On Mar 26, 2015, at 6:42 AM, Dan Kenigsberg <danken(a)redhat.com>
wrote:
On Wed, Mar 25, 2015 at 01:29:25PM -0500, Darrell Budic wrote:
>
>> On Mar 25, 2015, at 5:34 AM, Dan Kenigsberg <danken(a)redhat.com> wrote:
>>
>> On Tue, Mar 24, 2015 at 02:01:40PM -0500, Darrell Budic wrote:
>>>
>>>> On Mar 24, 2015, at 4:33 AM, Dan Kenigsberg <danken(a)redhat.com>
wrote:
>>>>
>>>> On Mon, Mar 23, 2015 at 04:00:14PM -0400, John Taylor wrote:
>>>>> Chris Adams <cma(a)cmadams.net> writes:
>>>>>
>>>>>> Once upon a time, Sven Kieske <s.kieske(a)mittwald.de> said:
>>>>>>> On 13/03/15 12:29, Kapetanakis Giannis wrote:
>>>>>>>> We also face this problem since 3.5 in two different
installations...
>>>>>>>> Hope it's fixed soon
>>>>>>>
>>>>>>> Nothing will get fixed if no one bothers to
>>>>>>> open BZs and send relevants log files to help
>>>>>>> track down the problems.
>>>>>>
>>>>>> There's already an open BZ:
>>>>>>
>>>>>>
https://bugzilla.redhat.com/show_bug.cgi?id=1158108
>>>>>>
>>>>>> I'm not sure if that is exactly the same problem I'm
seeing or not; my
>>>>>> vdsm process seems to be growing faster (RSS grew 952K in a 5
minute
>>>>>> period just now; VSZ didn't change).
>>>>>
>>>>> For those following this I've added a comment on the bz [1],
although in
>>>>> my case the memory leak is, like Chris Adams, a lot more than the
300KiB/h
>>>>> in the original bug report by Daniel Helgenberger .
>>>>>
>>>>> [1]
https://bugzilla.redhat.com/show_bug.cgi?id=1158108
>>>>
>>>> That's interesting (and worrying).
>>>> Could you check your suggestion by editing sampling.py so that
>>>> _get_interfaces_and_samples() returns the empty dict immediately?

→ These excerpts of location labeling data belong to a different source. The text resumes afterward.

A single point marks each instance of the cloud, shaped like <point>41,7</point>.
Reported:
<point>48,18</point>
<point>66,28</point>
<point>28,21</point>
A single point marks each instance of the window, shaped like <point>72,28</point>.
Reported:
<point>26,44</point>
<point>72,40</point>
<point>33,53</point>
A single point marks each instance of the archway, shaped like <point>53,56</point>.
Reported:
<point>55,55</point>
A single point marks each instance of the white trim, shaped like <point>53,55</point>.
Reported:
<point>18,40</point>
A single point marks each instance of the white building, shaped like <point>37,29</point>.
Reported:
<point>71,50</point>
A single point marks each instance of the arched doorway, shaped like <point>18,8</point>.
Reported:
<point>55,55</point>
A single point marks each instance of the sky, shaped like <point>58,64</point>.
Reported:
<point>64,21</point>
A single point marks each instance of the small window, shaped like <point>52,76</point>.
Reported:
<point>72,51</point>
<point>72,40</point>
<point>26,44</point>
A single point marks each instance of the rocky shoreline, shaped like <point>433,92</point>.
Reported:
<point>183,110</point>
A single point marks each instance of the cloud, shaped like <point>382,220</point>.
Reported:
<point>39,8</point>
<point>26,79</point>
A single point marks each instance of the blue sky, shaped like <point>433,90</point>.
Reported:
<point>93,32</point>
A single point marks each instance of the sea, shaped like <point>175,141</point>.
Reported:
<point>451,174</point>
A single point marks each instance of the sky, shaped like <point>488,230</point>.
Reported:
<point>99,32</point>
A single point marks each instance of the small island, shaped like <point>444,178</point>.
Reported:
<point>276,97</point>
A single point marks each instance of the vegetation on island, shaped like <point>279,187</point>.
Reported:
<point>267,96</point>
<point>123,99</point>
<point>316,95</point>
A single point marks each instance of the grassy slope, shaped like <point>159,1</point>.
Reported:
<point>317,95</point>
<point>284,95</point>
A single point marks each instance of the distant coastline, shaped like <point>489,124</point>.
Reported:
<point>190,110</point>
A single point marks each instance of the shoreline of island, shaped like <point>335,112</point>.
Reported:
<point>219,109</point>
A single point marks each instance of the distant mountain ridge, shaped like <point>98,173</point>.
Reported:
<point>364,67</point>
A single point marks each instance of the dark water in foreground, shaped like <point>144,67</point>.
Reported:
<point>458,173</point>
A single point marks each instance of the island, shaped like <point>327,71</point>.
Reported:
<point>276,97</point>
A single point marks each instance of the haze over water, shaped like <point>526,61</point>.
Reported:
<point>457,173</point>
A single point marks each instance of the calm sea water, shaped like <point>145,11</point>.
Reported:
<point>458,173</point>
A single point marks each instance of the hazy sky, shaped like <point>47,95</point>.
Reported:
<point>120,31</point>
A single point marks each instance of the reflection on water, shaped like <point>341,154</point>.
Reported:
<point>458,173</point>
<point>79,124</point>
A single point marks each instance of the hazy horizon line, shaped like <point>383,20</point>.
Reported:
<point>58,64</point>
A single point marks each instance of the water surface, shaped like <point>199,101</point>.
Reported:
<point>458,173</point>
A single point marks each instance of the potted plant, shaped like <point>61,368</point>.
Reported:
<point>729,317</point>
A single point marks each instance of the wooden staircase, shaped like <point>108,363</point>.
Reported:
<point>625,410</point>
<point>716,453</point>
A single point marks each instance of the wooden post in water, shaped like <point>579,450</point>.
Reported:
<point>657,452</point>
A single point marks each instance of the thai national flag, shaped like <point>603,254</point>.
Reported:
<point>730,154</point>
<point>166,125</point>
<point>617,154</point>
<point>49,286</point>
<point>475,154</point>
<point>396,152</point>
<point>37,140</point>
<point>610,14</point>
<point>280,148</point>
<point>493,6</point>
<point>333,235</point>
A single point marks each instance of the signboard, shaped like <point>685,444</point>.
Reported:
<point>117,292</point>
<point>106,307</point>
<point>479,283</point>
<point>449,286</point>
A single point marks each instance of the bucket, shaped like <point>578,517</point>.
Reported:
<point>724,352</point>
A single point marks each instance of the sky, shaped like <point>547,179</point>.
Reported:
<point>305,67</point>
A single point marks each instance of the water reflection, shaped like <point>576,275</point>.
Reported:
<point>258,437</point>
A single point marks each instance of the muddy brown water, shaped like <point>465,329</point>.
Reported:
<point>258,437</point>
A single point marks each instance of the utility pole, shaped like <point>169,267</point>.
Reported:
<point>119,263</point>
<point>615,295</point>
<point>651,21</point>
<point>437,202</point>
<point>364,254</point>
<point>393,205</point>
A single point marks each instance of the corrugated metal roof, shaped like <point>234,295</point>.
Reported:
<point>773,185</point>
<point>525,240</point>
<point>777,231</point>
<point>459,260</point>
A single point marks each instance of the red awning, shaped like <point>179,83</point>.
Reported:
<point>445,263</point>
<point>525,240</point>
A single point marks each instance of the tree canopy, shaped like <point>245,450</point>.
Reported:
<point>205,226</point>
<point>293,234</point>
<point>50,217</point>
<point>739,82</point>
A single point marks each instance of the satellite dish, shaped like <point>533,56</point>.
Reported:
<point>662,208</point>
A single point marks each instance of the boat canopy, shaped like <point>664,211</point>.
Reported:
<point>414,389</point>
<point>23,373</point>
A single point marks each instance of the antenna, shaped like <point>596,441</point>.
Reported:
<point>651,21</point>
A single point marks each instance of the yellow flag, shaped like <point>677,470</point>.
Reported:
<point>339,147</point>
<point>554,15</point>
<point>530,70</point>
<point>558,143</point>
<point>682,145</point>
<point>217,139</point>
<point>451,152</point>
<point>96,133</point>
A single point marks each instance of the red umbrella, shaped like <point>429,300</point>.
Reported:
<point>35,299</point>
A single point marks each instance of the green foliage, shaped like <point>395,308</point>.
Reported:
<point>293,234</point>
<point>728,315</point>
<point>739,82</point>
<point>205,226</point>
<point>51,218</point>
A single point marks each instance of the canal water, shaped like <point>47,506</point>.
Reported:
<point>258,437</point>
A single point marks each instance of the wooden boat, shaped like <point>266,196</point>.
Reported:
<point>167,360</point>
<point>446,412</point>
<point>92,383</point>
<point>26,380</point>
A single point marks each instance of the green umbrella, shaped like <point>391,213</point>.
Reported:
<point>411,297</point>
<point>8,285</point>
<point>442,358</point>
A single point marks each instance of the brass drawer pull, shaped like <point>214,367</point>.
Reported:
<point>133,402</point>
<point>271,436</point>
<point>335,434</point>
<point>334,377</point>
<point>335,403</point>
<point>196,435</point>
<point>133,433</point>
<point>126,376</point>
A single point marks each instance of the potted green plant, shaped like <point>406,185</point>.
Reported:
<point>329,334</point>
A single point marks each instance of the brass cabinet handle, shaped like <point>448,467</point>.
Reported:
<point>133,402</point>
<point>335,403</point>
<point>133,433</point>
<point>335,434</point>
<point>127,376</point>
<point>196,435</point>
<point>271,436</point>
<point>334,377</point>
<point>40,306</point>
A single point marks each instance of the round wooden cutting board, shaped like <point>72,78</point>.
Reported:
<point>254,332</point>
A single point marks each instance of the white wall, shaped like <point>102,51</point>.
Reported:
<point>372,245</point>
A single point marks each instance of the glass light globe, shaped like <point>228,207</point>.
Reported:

>>>> Would this make the leak disappear?
>>>
>>> Looks like you’ve got something there. Just a quick test for now, watching
RSS in top. I’ll let it go this way for a while and see what it looks in a few hours.
>>>
>>> System 1: 13 VMs w/ 24 interfaces between them
>>>
>>> 11:47 killed a vdsm @ 9.116G RSS (after maybe a week and a half running)
>>>
>>> 11:47: 97xxx
>>> 11:57 135544 and climbing
>>> 12:00 136400
>>>
>>> restarted with sampling.py modified to just return empty set:
>>>
>>> def _get_interfaces_and_samples():
>>> links_and_samples = {}
>>> return links_and_samples
>>
>> Thanks for the input. Just to be a little more certain that the culprit
>> is _get_interfaces_and_samples() per se, would you please decorate it
>> with memoized, and add a log line in the end
>>
>> @utils.memoized # add this line
>> def _get_interfaces_and_samples():
>> ...
>> logging.debug('LINKS %s', links_and_samples) ## and this line
>> return links_and_samples
>>
>> I'd like to see what happens when the function is run only once, and
>> returns a non-empty reasonable dictionary of links and samples.
>
> Looks similar, I modified my second server for this test:
Thanks again. Would you be kind to search further?
Does the following script leak anything on your host, when placed in your
/usr/share/vdsm:
#!/usr/bin/python
from time import sleep
from virt.sampling import _get_interfaces_and_samples
while True:
_get_interfaces_and_samples()
sleep(0.2)
Something that can be a bit harder would be to:
# service vdsmd stop
# su - vdsm -s /bin/bash
# cd /usr/share/vdsm
# valgrind --leak-check=full --log-file=/tmp/your.log vdsm
as suggested by Thomas on
https://bugzilla.redhat.com/show_bug.cgi?id=1158108#c6
Yes, this script leaks quickly. Started out at a RSS of 21000ish, already at 26744 a
minute in, about 5 minutes later it’s at 39384 and climbing.
Been abusing a production server for those simple tests, but didn’t want to run valgrind
against it right this minute. Did run it against the test.py script above though, got this
(
To comment on some other posts in this thread, I also see leaks on my test system which is
running Centos 6.6, but it only has 3 VMs across 2 servers and 3 configured networks and
it leaks MUCH slower. I suspect people don’t notice this on test systems because they
don’t have a lot of VMs/interfaces running, and don’t leave them up for weeks at a time.
That’s why I was running these tests on my production box, to have more VMs up.